5. Un fantôme s’exile

Ghost Foundation est une sorte d’association, c’est-à-dire une « entreprise à but non lucratif », selon la terminologie anglo-saxonne, qui développe un logiciel de blog open source, Ghost, et propose des services d’hébergements en particulier.

Ghost ne fait qu’une chose — du blog — , mais le fait bien.

Son fondateur, John O’Nolan a publié un billet (de février, mais je ne le vois que cette semaine) qui explique qu’après 3 ans de fonctionnement avec des statuts enregistrés au Royaume-Uni, Ghost, déménageait à Singapour, tout en restant une « entreprise à but non lucratif ». Pourquoi ? Pas tellement pour des raisons d’optimisation fiscale, contrairement à ce qu’on pourrait croire : ils paient actuellement des taxes à hauteur de 20 % sur leurs bénéfices et en paieront à hauteur d’environ 17 % à Singapour. Mais essentiellement pour des raisons de simplicité : ils étaient à la recherche de l’environnement fiscal, juridique et entrepreneurial qui leur permettrait de travailler le plus simplement possible.

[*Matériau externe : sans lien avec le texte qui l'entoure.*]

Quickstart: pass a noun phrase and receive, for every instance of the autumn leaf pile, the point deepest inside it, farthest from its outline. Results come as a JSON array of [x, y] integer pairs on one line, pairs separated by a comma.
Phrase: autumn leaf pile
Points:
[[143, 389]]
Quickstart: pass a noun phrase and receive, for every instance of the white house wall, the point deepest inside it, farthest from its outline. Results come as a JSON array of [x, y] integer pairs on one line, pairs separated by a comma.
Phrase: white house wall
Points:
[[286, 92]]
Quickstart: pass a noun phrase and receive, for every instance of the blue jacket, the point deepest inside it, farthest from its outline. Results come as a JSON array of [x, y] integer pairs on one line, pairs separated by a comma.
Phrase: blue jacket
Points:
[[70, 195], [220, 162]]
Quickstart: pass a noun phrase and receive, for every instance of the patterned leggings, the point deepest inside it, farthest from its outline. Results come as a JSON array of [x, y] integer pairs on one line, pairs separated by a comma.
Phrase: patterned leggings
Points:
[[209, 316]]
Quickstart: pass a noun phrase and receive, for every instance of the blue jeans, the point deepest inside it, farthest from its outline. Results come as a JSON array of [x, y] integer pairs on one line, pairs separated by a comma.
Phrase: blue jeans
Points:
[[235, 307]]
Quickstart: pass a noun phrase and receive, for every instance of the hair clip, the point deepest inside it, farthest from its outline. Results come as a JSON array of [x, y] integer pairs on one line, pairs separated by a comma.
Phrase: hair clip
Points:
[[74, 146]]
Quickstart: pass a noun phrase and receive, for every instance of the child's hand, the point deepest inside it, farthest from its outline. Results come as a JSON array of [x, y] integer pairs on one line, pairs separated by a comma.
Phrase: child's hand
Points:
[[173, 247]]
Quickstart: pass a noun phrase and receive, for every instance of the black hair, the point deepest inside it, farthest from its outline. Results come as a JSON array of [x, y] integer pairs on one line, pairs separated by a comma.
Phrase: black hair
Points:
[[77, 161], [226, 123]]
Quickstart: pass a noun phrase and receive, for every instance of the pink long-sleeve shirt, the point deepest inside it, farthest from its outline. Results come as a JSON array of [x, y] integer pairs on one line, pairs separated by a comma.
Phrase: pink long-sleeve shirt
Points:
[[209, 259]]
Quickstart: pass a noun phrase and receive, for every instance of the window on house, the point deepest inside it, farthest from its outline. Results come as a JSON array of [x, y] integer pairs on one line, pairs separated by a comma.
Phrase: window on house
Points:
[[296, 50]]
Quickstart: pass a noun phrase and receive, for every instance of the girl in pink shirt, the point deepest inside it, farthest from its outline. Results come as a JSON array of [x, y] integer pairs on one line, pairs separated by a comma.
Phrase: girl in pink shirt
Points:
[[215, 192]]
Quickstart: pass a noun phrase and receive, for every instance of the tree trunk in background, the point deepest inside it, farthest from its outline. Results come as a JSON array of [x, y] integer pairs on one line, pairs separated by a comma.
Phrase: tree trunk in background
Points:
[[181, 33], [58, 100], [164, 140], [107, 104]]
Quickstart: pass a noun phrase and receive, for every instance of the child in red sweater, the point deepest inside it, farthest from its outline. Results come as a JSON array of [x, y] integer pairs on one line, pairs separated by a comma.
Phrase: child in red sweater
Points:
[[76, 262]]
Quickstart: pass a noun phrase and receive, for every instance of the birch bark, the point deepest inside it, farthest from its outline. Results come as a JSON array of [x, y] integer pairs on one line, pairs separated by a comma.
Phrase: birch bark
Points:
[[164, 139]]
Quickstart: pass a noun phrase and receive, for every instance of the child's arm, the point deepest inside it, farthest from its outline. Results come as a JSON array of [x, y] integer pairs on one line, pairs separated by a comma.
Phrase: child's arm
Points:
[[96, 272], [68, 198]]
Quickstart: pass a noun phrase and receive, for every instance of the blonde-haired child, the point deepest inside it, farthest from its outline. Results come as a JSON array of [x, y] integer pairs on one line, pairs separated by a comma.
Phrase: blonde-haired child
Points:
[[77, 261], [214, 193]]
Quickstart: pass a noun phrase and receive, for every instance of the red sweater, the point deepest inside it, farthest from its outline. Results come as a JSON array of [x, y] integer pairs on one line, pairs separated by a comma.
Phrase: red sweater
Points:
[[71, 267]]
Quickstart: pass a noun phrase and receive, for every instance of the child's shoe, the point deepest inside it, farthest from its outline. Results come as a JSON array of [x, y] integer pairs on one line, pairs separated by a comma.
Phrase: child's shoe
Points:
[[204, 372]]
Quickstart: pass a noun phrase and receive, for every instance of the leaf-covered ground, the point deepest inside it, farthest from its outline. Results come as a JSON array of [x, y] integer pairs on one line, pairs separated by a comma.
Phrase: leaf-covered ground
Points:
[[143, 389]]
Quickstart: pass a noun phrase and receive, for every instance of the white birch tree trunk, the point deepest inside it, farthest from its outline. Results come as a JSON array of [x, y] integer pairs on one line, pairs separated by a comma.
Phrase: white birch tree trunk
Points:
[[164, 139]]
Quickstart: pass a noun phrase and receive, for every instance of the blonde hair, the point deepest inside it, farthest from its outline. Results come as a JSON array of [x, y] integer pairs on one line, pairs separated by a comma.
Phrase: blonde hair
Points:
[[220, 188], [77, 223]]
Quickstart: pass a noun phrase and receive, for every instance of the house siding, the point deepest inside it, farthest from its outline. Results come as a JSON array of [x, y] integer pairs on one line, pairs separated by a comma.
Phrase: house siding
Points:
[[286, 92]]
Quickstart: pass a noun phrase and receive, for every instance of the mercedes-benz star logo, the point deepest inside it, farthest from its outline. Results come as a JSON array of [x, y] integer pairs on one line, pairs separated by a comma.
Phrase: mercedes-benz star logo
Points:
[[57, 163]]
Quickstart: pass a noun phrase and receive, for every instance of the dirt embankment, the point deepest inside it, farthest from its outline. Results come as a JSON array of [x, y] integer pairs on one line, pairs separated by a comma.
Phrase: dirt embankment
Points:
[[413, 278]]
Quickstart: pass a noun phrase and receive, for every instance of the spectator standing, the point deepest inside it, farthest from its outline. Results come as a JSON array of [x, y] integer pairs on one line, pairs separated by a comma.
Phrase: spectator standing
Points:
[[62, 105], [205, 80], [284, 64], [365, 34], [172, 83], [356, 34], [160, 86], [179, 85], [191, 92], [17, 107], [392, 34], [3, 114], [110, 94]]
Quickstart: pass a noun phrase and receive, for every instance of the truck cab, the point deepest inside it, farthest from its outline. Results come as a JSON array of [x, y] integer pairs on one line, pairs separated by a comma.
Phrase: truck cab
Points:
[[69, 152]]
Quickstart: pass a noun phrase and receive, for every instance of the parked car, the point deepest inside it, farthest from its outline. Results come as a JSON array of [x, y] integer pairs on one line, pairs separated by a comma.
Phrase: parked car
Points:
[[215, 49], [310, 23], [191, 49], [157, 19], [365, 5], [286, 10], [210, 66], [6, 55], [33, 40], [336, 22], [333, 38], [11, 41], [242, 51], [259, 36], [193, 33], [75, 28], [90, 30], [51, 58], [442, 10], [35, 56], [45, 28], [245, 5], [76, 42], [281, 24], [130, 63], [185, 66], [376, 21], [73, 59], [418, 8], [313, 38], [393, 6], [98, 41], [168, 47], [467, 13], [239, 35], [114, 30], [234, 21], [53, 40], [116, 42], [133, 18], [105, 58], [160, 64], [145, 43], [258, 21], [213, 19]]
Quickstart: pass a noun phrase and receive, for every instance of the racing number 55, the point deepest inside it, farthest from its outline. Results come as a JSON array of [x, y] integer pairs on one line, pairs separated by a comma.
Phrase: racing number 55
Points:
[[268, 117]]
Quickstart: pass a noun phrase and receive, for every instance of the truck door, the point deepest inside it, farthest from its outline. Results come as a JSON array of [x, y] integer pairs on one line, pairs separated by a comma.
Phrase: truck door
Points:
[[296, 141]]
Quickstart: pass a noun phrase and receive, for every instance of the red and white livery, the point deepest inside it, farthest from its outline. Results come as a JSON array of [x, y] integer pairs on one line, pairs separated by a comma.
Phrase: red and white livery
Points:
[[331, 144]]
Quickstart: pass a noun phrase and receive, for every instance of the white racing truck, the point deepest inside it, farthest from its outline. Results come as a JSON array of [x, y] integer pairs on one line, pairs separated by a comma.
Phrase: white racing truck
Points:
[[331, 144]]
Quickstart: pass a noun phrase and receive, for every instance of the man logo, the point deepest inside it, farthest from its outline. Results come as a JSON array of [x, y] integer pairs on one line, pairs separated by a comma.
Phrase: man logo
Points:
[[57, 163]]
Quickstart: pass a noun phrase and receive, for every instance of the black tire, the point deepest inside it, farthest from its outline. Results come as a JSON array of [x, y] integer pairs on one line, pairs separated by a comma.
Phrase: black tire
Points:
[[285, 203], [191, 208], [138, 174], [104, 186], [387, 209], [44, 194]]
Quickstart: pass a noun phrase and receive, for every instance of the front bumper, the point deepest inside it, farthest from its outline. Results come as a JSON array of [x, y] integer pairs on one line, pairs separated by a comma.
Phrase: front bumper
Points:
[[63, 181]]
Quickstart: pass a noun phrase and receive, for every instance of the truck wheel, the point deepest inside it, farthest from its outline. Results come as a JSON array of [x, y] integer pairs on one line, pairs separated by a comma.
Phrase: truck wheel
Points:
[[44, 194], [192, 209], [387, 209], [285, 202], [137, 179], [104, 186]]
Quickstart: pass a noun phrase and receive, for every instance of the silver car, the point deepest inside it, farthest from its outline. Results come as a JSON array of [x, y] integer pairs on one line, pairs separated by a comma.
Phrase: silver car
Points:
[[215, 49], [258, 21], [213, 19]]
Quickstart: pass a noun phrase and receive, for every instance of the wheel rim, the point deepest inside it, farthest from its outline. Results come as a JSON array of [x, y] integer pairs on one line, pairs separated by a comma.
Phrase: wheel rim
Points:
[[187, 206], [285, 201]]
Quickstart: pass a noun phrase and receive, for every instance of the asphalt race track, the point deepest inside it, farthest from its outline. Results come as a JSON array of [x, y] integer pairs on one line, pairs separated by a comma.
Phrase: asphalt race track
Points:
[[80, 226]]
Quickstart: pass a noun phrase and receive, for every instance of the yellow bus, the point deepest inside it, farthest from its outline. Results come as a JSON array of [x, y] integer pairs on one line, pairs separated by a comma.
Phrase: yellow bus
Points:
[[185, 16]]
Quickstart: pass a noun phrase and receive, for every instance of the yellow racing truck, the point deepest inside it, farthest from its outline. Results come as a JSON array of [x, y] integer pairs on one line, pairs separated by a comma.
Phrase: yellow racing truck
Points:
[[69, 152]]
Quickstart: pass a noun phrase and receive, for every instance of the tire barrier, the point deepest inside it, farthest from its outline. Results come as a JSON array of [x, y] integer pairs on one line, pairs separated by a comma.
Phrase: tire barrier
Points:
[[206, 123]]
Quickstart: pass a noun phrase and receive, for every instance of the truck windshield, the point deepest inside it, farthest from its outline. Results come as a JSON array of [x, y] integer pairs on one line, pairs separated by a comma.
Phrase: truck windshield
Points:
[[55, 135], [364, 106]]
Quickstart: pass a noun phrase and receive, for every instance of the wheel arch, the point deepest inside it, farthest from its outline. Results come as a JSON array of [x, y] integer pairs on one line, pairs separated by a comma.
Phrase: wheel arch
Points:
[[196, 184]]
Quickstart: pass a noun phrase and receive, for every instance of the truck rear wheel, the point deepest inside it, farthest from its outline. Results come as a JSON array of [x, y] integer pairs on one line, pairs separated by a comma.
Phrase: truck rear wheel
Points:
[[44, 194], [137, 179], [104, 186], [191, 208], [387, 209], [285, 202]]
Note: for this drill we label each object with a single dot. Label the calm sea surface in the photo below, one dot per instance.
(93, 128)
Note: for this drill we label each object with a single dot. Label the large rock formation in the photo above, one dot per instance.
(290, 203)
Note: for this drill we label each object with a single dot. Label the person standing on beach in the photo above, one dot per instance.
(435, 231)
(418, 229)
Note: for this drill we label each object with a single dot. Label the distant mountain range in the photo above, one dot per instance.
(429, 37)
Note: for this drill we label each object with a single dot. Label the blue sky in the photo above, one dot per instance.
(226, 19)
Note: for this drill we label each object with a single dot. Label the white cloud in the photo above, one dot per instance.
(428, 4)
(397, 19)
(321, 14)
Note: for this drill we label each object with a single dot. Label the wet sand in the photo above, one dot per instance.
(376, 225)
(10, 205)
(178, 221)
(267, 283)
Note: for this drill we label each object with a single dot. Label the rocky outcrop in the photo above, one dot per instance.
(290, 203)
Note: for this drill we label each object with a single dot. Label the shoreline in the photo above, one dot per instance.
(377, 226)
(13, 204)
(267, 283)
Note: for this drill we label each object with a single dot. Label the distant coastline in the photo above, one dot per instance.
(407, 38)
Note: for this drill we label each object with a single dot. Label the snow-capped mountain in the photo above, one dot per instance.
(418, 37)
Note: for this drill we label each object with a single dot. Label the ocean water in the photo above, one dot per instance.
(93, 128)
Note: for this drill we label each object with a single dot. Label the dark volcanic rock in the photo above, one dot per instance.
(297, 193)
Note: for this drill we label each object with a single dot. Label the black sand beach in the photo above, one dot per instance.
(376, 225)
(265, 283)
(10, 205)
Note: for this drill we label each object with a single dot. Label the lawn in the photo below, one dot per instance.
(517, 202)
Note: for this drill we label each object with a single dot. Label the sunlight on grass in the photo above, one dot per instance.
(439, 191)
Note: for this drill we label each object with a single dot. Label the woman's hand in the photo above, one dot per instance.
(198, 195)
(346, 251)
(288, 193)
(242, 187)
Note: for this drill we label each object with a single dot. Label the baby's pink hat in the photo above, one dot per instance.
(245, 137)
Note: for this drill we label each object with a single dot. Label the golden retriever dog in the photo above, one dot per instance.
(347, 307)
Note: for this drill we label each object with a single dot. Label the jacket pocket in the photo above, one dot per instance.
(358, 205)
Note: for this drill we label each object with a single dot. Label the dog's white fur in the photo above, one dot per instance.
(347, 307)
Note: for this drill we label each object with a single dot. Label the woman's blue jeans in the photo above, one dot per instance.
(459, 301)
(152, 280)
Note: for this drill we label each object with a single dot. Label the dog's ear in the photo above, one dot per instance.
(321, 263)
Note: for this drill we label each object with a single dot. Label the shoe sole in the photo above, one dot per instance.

La goutte d’eau qui, pour eux, a fait déborder le vase, c’est la législation européenne dite VATMOSS. Il s’agit de la réforme de la TVA dans l’Union européenne qui impose de prélever la TVA selon le taux non pas du pays de l’entreprise, mais selon le taux du pays de l’acheteur. Une législation explicitement créée pour empêcher les Google, Apple, Amazon et autres géants (Américains) de faire de l’optimisation fiscale via le Luxembourg et l’Irlande. Mais qui s’applique à toutes les entreprises en ligne, quelles que soient leur taille et leur nationalité. Ghost, 9 personnes, basé au Royaume-Uni, doit l’appliquer tout aussi bien que Google. Et se bat avec l’administration Britannique, qui semble aussi réactive que l’URSAAF française.

Ghost s’en va sous d’autres cieux, à Singapour en l’occurrence. Sans y déménager, d’ailleurs : John O’Nolan continue de vivre en Égypte, tout le monde travaille à distance et se rejoint deux ou trois fois par an.

C’est un exemple concret de ce qui m’inquiète toujours dans les législations ciblées « anti-Google » ou « anti-Amazon » : il y a toutes chances pour que ça fasse des dommages collatéraux, faute d’avoir vraiment réfléchi à toutes les implications de ces législations « coup de poing sur la table ».

Mais le plus intéressant, me semble-t-il, c’est de voir que jusqu’à 2005 environ, une multinationale était nécessairement une grande entreprise : des milliers d’employés, un chiffre d’affaires de millions sinon de milliards de dollars. Dix ans plus tard, Ghost montre qu’il y a désormais une toute nouvelle catégorie, les Très Petites Multinationales : moins de 10 personnes avec un laptop, qui travaillent chacune depuis chez elle ou depuis divers espaces de coworking, quelques centaines de milliers d’euros de chiffre d’affaires par an, et qui néanmoins sont d’authentiques multinationales distribuées entre plusieurs pays, plusieurs fuseaux horaires.

Dans une interview, John O’Nolan explique la localisation de son entreprise dans des termes similaires à ceux utilisés pour le choix d’un hébergement de serveurs. Pour ses serveurs, Ghost a retenu les Pays-Bas, en prenant en compte la législation des Pays-Bas, la tradition de ce pays de respecter les données privées et un État de droit très fort. Pour son enregistrement comme entreprise, Ghost choisit Singapour.

Moi ? C’est samedi, je vais à la plage.